The selenium analog of the chemopreventive compound S,S'-(1,4-phenylenebis[1,2-ethanediyl])bisisothiourea is a remarkable inducer of apoptosis and inhibitor of cell growth in human non-small cell lung cancer

Abstract

Lung cancer continues to be the leading cause of cancer deaths throughout the world and conventional therapy remains largely unsuccessful. Although, chemoprevention is a plausible alternative approach to curb the lung cancer epidemic, clinically there are no effective chemopreventive agents. Thus, development of novel compounds that can target cellular and molecular pathways involved in the multistep carcinogenesis process is urgently needed. Previous studies have suggested that substitution of sulfur by selenium in established cancer chemopreventive agents may result in more effective analogs. Thus in the present study we selected the chemopreventive agent S,S'-(1,4-phenylenebis[1,2-ethanediyl])bisisothiourea (PBIT), also known to inhibit inducible nitric oxide synthase (iNOS), synthesized its selenium analog (Se-PBIT) and compared both compounds in preclinical model systems using non-small cell lung cancer (NSCLC) cell lines (NCI-H460 and A549); NSCLC is the most common histologic type of all lung cancer cases. Se-PBIT was found to be superior to PBIT as an inducer of apoptosis and inhibitor of cell growth. Se-PBIT arrested cell cycles at G1 and G2-M stage in both A549 and H460 cell lines. Although both compounds are weakly but equally effective inhibitors of iNOS protein expression and activity, only Se-PBIT significantly enhanced the levels of p53, p38, p27 and p21 protein expression, reduced levels of phospholipase A2 (PLA2) but had no effect on cyclooxygenase-2 (COX-2) protein levels; such molecular targets are involved in cell growth inhibition, induction of apoptosis and cell cycle regulation. The results indicate that Se-PBIT altered molecular targets that are involved in the development of human lung cancer. Although, the mechanisms that can fully account for these effects remain to be determined, the results are encouraging to further evaluate the chemopreventive efficacy of Se-PBIT against the development of NSCLC in a well-defined animal model.

Fig. 1

Schematic presentation of the synthesis of PBIT and Se-PBIT.

Fig. 2

The effect of PBIT and Se-PBIT on iNOS protein expression and nitric oxide production in A549 cells. (A) A representative Western blot protein expression of iNOS at 5.0, 10.0 and 20 µM doses of PBIT and Se-PBIT. Cells were pretreated with cytomix (10 ng/ml IL-1β, 10 ng/ml TNF-α and 100 ng/ml IFN-γ) and starved of FBS for 24 h before treatment. The control band in A is iNOS protein expression from total cell protein lysate from A549 cells that had not been treated with any compound.
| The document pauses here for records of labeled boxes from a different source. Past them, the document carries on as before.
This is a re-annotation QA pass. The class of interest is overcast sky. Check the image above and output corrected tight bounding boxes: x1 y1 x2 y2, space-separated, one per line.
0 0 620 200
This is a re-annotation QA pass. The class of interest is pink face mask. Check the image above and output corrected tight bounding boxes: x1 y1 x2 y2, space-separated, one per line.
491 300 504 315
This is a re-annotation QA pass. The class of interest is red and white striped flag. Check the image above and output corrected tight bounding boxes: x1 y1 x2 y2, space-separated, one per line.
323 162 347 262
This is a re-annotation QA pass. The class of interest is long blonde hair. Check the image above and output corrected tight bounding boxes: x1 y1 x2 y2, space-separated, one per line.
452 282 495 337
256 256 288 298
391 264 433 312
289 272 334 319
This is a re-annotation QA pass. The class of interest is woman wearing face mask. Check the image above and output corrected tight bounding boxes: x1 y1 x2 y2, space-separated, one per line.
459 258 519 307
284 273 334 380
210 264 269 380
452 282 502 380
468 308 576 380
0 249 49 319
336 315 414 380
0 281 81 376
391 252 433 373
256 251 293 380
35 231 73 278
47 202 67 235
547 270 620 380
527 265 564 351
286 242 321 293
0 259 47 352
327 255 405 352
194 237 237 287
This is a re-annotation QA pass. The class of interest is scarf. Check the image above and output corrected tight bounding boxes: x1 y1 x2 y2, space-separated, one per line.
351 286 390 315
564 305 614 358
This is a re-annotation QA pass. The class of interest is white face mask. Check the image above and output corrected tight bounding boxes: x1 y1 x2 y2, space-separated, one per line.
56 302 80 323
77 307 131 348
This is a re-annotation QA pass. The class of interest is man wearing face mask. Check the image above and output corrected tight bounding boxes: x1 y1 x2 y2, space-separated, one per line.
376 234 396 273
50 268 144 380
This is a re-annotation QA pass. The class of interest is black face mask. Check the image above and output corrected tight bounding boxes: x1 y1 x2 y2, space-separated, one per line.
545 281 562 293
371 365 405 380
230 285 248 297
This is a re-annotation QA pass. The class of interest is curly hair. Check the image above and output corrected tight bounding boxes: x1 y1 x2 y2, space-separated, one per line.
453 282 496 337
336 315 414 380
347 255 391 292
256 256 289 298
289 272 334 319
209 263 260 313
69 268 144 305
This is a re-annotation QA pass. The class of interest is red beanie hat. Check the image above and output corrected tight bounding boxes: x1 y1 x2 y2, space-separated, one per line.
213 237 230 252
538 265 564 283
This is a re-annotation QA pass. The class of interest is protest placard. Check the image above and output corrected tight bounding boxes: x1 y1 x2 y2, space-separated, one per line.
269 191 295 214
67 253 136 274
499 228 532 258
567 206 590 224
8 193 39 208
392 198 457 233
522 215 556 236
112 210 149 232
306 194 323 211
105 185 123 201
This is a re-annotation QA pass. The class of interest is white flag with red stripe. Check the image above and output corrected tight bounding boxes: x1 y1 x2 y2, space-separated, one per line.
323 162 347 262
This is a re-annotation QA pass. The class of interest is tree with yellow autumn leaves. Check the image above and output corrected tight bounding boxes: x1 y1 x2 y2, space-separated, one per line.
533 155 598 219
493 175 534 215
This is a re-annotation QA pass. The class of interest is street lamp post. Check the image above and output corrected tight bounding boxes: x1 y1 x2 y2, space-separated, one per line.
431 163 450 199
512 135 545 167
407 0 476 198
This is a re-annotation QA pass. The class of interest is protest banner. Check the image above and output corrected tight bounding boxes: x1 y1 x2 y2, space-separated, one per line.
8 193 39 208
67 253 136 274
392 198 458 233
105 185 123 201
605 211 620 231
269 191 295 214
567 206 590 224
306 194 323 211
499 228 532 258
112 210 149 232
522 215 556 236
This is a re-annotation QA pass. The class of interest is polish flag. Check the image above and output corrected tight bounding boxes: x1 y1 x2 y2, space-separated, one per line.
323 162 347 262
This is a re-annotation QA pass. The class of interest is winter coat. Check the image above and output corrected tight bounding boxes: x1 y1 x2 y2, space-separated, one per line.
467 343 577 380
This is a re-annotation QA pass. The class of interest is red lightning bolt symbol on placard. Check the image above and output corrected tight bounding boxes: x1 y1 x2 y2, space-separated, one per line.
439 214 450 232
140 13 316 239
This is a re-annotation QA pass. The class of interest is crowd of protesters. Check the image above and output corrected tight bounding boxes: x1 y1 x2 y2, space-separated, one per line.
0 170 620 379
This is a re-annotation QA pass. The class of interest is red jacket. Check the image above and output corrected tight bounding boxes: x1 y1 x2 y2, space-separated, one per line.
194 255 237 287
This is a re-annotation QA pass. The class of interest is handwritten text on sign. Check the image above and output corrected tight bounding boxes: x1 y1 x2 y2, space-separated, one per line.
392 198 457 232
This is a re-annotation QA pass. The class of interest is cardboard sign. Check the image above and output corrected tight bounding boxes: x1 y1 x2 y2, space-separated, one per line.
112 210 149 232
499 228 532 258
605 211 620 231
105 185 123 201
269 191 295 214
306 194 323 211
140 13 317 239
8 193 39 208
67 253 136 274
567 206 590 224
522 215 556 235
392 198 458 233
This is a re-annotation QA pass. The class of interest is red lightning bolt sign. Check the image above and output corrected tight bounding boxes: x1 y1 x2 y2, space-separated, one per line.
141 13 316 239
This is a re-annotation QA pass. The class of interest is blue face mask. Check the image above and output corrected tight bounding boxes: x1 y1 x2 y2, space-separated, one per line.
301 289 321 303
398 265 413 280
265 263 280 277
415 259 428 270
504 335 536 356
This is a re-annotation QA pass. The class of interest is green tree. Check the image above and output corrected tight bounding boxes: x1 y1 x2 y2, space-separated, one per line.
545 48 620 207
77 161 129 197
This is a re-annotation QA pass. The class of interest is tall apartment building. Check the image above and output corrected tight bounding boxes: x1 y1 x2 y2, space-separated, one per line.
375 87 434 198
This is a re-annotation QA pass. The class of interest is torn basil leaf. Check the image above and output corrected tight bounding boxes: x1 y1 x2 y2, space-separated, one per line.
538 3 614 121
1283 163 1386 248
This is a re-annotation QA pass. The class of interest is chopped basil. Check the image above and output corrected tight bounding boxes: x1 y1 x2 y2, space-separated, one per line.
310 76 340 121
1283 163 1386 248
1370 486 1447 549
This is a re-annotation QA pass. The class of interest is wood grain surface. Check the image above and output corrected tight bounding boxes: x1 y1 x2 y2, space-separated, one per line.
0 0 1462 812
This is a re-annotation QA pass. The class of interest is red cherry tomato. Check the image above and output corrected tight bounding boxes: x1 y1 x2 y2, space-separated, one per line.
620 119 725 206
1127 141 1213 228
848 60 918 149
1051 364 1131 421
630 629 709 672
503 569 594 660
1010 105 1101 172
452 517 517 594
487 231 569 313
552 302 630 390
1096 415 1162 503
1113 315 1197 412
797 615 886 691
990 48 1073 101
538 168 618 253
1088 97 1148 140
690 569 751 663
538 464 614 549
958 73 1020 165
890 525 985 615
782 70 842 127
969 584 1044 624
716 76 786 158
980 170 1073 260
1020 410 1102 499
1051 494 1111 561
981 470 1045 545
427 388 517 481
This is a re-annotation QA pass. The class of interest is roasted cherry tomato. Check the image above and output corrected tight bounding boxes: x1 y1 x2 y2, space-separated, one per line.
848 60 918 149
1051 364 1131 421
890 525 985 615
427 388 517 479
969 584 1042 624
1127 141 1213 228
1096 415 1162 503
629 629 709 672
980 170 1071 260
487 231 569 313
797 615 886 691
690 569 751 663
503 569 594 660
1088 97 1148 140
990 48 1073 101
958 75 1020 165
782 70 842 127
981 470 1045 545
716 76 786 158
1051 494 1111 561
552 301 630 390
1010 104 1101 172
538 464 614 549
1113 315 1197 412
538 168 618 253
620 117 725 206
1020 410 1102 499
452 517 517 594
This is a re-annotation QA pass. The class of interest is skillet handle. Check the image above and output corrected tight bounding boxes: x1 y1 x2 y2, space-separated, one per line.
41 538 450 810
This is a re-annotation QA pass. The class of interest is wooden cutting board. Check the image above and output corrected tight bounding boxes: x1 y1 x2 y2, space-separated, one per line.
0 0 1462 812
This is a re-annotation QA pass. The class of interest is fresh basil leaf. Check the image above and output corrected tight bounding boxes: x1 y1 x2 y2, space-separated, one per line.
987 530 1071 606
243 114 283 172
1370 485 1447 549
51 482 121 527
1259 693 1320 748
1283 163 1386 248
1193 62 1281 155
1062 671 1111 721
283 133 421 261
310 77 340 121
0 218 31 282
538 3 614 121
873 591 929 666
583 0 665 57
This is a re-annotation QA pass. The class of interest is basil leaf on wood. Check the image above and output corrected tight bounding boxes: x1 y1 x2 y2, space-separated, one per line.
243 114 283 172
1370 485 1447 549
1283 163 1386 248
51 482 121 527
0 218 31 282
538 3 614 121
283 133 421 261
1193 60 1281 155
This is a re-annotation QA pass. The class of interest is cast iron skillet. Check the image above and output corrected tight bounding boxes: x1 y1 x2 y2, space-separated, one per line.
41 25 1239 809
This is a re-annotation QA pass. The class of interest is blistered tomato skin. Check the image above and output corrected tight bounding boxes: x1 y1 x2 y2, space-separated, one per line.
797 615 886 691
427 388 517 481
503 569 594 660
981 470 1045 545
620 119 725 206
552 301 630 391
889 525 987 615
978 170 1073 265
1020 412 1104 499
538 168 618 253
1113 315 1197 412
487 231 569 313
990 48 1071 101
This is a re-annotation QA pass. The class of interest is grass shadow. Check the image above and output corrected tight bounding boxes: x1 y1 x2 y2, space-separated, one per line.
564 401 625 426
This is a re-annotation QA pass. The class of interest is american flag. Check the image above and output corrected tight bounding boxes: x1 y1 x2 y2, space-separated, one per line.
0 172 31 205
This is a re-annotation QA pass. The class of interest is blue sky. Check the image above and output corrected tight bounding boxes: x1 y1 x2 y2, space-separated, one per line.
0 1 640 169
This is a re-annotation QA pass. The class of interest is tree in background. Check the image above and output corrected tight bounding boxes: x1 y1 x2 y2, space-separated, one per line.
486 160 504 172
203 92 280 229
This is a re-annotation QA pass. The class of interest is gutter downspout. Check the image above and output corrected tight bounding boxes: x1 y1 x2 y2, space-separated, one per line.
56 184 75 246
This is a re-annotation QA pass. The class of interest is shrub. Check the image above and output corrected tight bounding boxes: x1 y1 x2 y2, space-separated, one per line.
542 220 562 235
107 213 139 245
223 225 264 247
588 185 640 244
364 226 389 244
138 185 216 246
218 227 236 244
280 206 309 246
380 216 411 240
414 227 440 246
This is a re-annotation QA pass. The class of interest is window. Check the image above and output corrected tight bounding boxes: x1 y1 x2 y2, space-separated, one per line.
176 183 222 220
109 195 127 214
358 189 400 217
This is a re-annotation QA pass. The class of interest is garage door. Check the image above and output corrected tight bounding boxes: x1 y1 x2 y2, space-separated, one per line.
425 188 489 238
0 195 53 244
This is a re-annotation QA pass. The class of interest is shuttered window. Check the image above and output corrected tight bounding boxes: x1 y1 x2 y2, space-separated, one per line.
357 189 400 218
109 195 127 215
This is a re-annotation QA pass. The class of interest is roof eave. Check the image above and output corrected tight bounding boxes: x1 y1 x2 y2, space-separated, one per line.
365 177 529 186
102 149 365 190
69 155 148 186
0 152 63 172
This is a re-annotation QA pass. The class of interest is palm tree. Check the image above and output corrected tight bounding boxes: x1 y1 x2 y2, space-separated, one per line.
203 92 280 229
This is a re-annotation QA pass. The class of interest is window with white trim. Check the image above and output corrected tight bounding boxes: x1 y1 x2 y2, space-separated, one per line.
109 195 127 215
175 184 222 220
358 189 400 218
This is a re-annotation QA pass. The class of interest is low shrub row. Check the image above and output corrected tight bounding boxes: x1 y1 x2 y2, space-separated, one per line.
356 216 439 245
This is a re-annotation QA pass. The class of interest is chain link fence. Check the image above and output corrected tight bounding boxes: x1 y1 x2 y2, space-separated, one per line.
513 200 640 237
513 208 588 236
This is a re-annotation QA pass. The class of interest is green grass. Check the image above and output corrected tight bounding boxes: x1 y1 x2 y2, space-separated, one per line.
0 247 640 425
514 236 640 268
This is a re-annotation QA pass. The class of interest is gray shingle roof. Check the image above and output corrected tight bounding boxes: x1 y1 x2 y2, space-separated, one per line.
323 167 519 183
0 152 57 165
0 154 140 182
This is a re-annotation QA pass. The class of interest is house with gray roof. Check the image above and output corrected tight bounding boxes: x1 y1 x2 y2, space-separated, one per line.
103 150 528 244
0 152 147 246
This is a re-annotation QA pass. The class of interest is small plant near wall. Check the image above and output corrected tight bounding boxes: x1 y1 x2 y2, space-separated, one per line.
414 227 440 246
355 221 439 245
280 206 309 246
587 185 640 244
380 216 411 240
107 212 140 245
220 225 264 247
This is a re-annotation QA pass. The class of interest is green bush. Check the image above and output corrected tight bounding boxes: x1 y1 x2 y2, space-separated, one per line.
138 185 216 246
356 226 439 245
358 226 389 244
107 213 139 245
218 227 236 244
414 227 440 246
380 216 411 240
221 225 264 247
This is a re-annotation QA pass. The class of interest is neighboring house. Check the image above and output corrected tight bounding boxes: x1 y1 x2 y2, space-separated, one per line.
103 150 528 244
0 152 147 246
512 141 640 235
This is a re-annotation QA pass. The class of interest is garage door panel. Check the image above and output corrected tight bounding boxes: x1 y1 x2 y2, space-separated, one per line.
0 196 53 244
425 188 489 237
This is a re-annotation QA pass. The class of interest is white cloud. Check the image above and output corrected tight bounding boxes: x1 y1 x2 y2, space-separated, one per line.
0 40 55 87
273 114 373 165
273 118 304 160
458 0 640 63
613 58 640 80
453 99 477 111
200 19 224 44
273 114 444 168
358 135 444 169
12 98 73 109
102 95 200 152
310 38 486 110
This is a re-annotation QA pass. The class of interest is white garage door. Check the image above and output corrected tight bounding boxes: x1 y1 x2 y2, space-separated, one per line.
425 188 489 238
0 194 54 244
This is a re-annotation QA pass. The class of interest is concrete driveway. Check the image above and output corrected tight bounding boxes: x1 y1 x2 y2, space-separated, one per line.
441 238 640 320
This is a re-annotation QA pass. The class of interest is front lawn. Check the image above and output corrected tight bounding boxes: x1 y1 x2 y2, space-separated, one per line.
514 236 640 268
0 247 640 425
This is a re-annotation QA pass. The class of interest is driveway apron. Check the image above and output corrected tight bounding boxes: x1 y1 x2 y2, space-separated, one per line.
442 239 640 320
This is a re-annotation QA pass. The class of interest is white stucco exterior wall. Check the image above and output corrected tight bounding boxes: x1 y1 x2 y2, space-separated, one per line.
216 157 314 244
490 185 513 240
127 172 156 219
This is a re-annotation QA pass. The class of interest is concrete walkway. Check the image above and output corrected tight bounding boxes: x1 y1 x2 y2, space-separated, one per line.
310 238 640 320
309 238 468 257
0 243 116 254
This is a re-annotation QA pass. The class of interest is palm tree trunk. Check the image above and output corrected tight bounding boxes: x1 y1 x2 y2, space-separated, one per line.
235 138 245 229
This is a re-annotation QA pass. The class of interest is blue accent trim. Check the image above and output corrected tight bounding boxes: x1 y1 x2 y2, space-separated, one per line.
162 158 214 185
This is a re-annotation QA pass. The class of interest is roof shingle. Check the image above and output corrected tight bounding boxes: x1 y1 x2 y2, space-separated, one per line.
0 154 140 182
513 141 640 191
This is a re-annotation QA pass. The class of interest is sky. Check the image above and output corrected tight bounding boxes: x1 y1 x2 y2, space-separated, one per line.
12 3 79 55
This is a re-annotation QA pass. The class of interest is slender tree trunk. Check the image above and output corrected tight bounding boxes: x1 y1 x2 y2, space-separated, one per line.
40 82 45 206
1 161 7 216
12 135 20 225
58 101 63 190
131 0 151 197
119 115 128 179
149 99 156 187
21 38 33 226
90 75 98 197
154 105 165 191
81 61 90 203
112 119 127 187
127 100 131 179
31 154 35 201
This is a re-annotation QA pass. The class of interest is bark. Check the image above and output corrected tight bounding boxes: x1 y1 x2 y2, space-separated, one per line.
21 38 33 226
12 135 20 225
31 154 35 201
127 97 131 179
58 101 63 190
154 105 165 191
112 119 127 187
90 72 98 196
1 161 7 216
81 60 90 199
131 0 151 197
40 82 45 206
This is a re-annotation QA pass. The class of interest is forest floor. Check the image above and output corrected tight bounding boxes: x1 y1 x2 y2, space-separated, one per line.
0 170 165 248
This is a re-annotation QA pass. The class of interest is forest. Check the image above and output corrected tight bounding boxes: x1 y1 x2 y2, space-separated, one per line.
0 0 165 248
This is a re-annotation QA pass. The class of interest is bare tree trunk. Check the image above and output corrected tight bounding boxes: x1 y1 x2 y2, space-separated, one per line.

Actin was used as a housekeeping gene for protein loading control and was further used to normalize iNOS protein expression across samples. Relative band densities after actin normalization were used to construct the bar graph. (B) Bar diagram of the effect of PBIT and Se-PBIT on iNOS protein expression from densitometric measurement of three Western blots from three separate treatments. (*) Statistically significant from the control treatment, P < 0.05. (C) Bar diagram of the effect of PBIT and Se-PBIT on the total nitrite production from calorimetric measurement of three separate treatments. (*) Statistically significant (P < 0.05, t-test) from control treatments.

Fig. 3

The effect of PBIT and Se-PBIT on cell growth using NCI-H460, A549 and normal lung fibroblast cells as determined by MTT assay. Percentage of control was quantitated from three independent experiments performed in triplicate. Mean of three values was determined and the results are expressed as percent of control. Data are presented as mean ± S.E. (*) Statistically significant (P < 0.05, t-test) as compared with untreated controls.

Fig. 4

The effect of PBIT and Se-PBIT on the induction of apoptosis using NCI-H460 and A549 as determined by cell-death-ELISA and protein expression of cleaved PARP analysis. Actin was used as a housekeeping gene for protein loading control. Percentages of apoptotic cells were quantitated from three independent experiments. The assay was performed in triplicate and the results are presented as enrichment factor (ratio of treatment over control). Data are presented as mean ± S.E. (*) Statistically significant (P < 0.05, t-test) as compared with untreated controls.

Fig. 5

Bar diagram of the effect of PBIT and Se-PBIT on cell cycle analysis using H460 and A549 cells from flow cytometric measurements at doses 1.25, 2.5 and 5.0 µM. In each triplet of bars the 1st bar represents the percentage of cells in stage G1, the 2nd bar represents the percentage cells in stage S and the 3rd bar represents the percentage cells in G2–M stage.

Fig. 6

The effect of PBIT and Se-PBIT, using Western blot analysis on cPLA2, COX-2, p53, p38, p27 and p21 in A549 cells. Similar results were obtained in H460 cells.